Eye of the StormThe beginning of a battle involved a lot of hectic running around trying to get lots of dishes started. It was difficult to figure out what any one person was doing and you definitely couldn’t see any semblance of a team plan for the battle. Just everybody doing something and somehow making it work.
On Michiba’s side of the kitchen, something different was occurring. He would get his assistants started on different preparations while he took a piece of paper and a pen and wrote out the menu in beautiful Japanese characters. At first, I thought this was crazy. He’s wasting precious time. That’s 4 or 5 minutes he can’t get back at the end of the battle when he’ll need it. Yet somehow, he never needed it. In fact, his dishes always seemed to finish with perfect timing right at the very end. At the same time, I saw his opponents many times talking about dishes they had planned to make but ran out of time. How could this time waster end up so perfectly so often?
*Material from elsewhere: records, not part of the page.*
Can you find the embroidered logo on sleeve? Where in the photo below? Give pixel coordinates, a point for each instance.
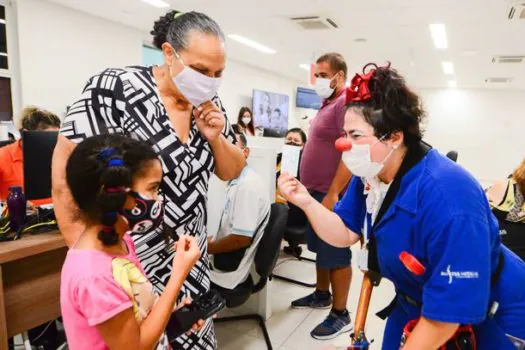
(458, 274)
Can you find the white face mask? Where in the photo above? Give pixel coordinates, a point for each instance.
(197, 88)
(322, 87)
(359, 161)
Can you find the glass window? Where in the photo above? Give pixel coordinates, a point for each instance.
(6, 111)
(3, 40)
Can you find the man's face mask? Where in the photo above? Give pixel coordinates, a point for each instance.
(196, 87)
(147, 214)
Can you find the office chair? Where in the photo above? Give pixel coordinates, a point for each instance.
(265, 259)
(295, 234)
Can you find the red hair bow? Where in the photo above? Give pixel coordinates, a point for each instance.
(359, 90)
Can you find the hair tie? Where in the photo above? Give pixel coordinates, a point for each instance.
(115, 162)
(106, 153)
(114, 190)
(107, 229)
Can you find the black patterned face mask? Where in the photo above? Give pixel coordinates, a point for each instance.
(147, 214)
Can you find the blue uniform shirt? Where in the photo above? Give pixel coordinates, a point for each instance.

The answer of course is planning. When others were panicking and rushing around, he was writing out his menu. After that, he and all of his assistants knew exactly what needed to be done and when. They had a plan, and they knew how to follow a plan. The trouble with this is that nobody wants to plan when there is a production outage. Business wants action. They want you to cowboy up and get it back online by any means. Nobody wants to look like they’re not giving it their all, so planning hardly ever comes into play.
Here’s a real-life example where failure to plan was costly. Someone called me at home one morning because their replication publisher (mirrored asynchronously) was down and they needed to failover to the mirror. I was in the shower when they called. Because I didn’t answer, they asked a “friend” who is a “DBA” what to do. He gave his suggestions and they followed through with it, but what he had advised wasn’t working. I called them when I got out of the shower and had listened to their message.
I asked them what was going on, and their reply was, “We need to failover the publisher to the mirror. I’ve dropped mirroring, now what do I do?” I listed what they would need to do and then walked them through each step. The publisher wasn’t online, so there was no option to re-establih mirroring. Their friend had told them that the only way to bring the mirror online if mirroring asynchronously was to drop mirroring.
Here’s what they actually did to rectify the problem (actual time: 5 hours):
- Recover the mirror database
- Change the application connection strings to point to the original mirror as the primary (for write operations)
- Change the application connection strings to point to the original mirror for read operations
- Drop replication
- Recreate replication
- Reinitialize and reconfigure the 5 subscribers to the publisher
- Change the application connection strings to repoint to the subscribers for read operations
Here’s what they should have done (estimated time: 5 seconds):
- Force service on the mirror with allow data loss
To be a good DBA, you don’t need to write out a full menu every time a problem occurs, but you should be doing at least some minimal planning. Make sure everyone knows what needs to be done and what their part of the plan is. Be like Rokusaburo Michiba. Let others run around wildly while you take a couple of minutes to understand the situation and devise the best plan. Then take action. You’ll be surprised how planning can help you reach your end goal right on time instead of struggling to get there.